I pull my leased BMW into the wide circular drive as the electronic gates swing open. Around back there’s an eight-car garage with empty bays for Rolls-Royces and Aston Martins, the kind of cars befitting a house like this. I would have bought them, too, if Mom cared anything for cars.
Or if she could go anywhere.
“Helloooo,” I call into the wide marble-floor foyer, hearing my voice echo back to me.
There’s only silence.
I didn’t feel guilty about the incident with that statue and the campus police. Those kinds of things were hobbies. Or maybe defense mechanisms. I didn’t have the paralyzing doubt and self-recrimination I have now, when I dread coming home every evening.
Upstairs I find my mother napping even though it’s already almost bedtime. She looks peaceful on her side, her hands resting one on top of the other. There would be no sign that she was unwell to someone who didn’t know her. The main difference is her weight, something she’s fought to keep down her entire life. Now she can’t eat enough to even maintain her weight.

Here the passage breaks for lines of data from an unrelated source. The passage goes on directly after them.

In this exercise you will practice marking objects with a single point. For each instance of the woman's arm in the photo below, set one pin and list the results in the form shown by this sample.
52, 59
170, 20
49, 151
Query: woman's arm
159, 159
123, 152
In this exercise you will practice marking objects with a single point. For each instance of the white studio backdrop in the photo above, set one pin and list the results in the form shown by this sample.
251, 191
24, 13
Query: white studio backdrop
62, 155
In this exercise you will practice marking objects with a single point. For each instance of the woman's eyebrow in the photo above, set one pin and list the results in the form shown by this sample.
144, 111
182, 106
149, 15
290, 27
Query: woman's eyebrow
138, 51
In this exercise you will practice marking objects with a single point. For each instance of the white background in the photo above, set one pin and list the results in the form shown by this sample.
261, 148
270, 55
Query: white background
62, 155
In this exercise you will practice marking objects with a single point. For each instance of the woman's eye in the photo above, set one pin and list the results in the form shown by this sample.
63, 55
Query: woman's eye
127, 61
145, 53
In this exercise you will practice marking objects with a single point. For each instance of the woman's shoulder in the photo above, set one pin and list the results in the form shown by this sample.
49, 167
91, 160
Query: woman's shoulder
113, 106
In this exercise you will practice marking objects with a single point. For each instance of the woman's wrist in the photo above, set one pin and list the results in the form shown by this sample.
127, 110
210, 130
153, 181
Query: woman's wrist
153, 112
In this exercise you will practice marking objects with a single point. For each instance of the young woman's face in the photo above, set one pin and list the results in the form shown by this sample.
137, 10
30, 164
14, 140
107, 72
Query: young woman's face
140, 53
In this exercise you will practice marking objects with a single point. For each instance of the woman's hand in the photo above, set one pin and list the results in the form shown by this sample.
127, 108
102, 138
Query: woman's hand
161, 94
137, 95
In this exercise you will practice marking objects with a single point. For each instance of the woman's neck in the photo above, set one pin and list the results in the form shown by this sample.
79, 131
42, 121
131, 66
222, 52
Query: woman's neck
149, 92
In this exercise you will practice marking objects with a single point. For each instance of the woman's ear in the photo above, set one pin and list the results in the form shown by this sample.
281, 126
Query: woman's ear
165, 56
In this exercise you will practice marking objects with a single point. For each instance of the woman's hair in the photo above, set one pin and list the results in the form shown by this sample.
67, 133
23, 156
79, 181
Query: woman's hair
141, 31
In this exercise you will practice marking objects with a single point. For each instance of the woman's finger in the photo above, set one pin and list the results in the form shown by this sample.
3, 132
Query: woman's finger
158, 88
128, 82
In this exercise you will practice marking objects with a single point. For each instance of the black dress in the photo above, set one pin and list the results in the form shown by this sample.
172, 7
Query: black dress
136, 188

That’s what the cancer does, takes all the nutrients away so her own cells starve.
It’s her eyes that look the most different. There are dark shadows underneath her lashes. I can see the blue-green veins in her eyelids. They look sunken, especially when she opens them and smiles.
“There you are,” she says, her voice rusty with sleep.
I brush her hair back, the way she did when I was a little girl. “Here I am. And I brought takeout.”
She scrunches her nose. That’s another side effect of the cancer. She doesn’t even want to eat, when really her body needs even more calories. “I ate a big lunch.”
“Well, you can have a little fried rice. And some sweet and sour chicken.”
A disapproving sound. “There’s some quinoa and kale salad in the fridge.”
“I also got some fried wontons,” I say in a singsong voice because no one can resist fried wontons—not even my mother. She’s into whole grains and organic fruit, but they weren’t enough to save her. Not even the herbalist or the acupuncture made a dent in the cancer.